Des feuilles se chiffonnent derrière moi et si je n'avais pas aussi peur de le voir utiliser sa baguette le temps que j'aurais le dos tourné, j'aurais regardé ce qui pouvait bien être à l'origine de ce froissement.
- Ne t'avises plus de jouer à l'homme invisible Drago où je serais obligé de t'y aider… tu ne voudrais pas devenir un fantôme n'est-ce pas ?
- Non… non père.
- Bien, tu m'as reconnu, il y a du mieux. Alors souviens-toi de toutes les autres choses aussi… Appliques à la lettre ce que les hiboux t'apportent.
Je le vois s'éloigner, plus surpris d'être encore en vie et en un seul morceau que je ne sursaute même pas en sentant la main de Granger étreindre mon bras. Je me retourne alors et ai juste le temps de remarquer que c'est bien son poing droit qui va frapper mon visage.
- Ca Malefoy, c'est pour nous avoir menti à tous.
J'ouvre le seul œil qui reste valide et vois pour la seconde fois de la journée, sa baguette rencontrer ma peau. Incroyable… une sang de bourbe qui aura eu ma peau aujourd'hui…

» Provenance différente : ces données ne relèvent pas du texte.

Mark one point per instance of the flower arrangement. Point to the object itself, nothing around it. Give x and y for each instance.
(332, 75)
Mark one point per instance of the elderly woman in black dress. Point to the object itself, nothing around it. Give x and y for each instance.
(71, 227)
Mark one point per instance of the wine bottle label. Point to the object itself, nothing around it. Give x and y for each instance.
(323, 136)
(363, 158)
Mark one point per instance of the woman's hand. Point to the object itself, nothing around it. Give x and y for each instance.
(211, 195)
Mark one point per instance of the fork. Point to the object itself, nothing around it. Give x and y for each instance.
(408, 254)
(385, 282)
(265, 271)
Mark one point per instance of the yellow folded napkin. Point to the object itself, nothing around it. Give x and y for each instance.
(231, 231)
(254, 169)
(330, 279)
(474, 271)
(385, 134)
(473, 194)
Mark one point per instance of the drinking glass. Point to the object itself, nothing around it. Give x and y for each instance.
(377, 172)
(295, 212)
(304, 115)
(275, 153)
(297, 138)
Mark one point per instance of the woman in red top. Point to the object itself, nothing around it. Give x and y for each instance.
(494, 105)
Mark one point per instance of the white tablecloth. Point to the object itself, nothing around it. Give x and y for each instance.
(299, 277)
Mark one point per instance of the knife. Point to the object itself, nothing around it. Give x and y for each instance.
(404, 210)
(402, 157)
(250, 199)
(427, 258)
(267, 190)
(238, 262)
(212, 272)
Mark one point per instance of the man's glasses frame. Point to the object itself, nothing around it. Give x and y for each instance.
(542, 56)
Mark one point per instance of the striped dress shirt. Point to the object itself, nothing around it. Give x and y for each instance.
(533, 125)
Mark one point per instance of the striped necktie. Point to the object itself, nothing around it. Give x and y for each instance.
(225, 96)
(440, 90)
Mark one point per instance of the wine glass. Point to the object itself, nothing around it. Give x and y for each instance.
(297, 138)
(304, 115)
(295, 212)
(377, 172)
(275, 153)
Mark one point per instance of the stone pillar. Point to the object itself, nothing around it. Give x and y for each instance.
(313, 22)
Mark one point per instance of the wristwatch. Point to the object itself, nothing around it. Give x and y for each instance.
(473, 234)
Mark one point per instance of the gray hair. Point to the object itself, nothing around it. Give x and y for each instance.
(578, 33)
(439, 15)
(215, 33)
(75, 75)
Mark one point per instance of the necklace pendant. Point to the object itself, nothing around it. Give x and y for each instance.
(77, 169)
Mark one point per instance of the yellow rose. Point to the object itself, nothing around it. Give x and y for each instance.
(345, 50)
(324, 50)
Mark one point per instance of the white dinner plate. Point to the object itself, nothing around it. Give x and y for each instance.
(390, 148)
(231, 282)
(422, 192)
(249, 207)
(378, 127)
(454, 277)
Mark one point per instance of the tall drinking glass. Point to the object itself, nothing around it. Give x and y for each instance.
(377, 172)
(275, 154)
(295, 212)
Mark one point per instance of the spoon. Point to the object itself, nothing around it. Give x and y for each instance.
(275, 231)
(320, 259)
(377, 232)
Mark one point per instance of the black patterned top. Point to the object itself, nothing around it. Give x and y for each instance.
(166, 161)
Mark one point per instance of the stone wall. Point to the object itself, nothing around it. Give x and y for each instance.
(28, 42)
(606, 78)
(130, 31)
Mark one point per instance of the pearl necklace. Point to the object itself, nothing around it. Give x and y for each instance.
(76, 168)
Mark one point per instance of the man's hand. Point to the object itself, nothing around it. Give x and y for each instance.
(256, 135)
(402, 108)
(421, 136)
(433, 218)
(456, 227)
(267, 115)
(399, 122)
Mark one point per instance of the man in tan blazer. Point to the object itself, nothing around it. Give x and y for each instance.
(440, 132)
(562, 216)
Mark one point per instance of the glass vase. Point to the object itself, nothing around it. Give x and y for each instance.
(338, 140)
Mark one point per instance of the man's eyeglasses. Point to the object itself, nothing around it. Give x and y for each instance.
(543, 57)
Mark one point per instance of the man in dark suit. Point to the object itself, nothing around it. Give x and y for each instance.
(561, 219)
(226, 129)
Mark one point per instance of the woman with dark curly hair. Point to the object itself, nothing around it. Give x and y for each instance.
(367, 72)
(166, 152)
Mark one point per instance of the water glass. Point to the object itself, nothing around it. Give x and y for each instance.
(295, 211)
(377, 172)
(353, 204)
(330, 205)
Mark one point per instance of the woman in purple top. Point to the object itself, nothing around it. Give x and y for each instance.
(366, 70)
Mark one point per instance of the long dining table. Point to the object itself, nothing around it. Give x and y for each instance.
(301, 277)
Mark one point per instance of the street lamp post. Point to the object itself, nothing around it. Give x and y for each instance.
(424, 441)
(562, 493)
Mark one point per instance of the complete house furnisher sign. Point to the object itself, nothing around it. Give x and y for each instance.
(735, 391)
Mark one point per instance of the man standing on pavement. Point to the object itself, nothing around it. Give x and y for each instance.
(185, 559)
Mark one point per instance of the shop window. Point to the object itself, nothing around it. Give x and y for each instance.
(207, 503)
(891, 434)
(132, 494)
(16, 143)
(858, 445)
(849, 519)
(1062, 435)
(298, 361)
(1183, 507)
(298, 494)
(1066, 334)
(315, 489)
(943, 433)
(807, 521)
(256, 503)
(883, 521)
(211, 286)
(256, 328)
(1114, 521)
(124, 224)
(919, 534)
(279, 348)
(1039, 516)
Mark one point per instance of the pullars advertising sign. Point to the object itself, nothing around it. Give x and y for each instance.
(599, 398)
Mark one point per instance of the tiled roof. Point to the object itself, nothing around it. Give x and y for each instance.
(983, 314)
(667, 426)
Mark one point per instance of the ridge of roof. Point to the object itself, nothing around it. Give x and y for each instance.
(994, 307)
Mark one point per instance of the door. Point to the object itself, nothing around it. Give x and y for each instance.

Sauf que l'éclair aveuglant ne jaillit pas de sa baguette… sauf que l'éclair aveuglant ne me frappe pas moi… mais bien elle. Je me retourne et vois l'ombre encagoulée de père me faire signe et s'éloigner dans la forêt interdite. Je ne sais pas si c'est de la compassion pour cette fille qui gît à terre, je ne sais pas si c'est l'antipathie ressentie à l'égard de mon père qui me fait faire ça… mais me voilà la baguette en l'air, lançant des éclairs en sa direction… Trop tard, je le sais.